The Grand Chamber of the European Court of Human Rights decided that whole life sentences in Britain were compatible with the law. Hutchinson was sentenced to life in jail for stabbing married couple Basil and Avril Laitner to death before killing one of their sons after he broke into their home.
Sentence was increased
When he was originally tried, the judge said that he should be jailed for life, with a minimum of 18 years. However, the then home secretary Leon Brittan later decided that the gravity of his crimes meant that the whole life tariff should be imposed.
Eight years ago, Hutchinson lost an appeal in the Court of Appeal against his whole life tariff.
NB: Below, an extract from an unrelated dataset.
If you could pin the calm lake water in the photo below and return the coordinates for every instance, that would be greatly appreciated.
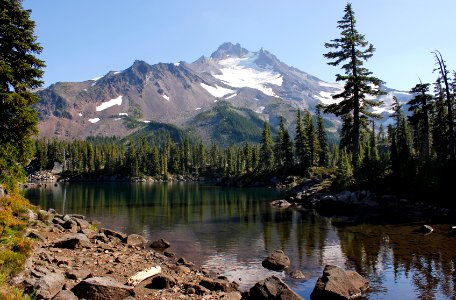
(230, 231)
Two years ago, the European Court of Human Rights then threw out the case and Hutchinson went forward with a further appeal at the Strasbourg court’s Grand Chamber. However, the appeal process is now over, meaning that prison terms which ensure that life means life can continue to be handed out. Under these terms, the criminal is never considered for release, so when they are sentenced they know they will be in jail until they die. The sentence is passed only in the most severe cases.
In this latest judgment, the Grand Chamber decided by 14 votes to three that there had been no breach of Hutchinson’s human rights.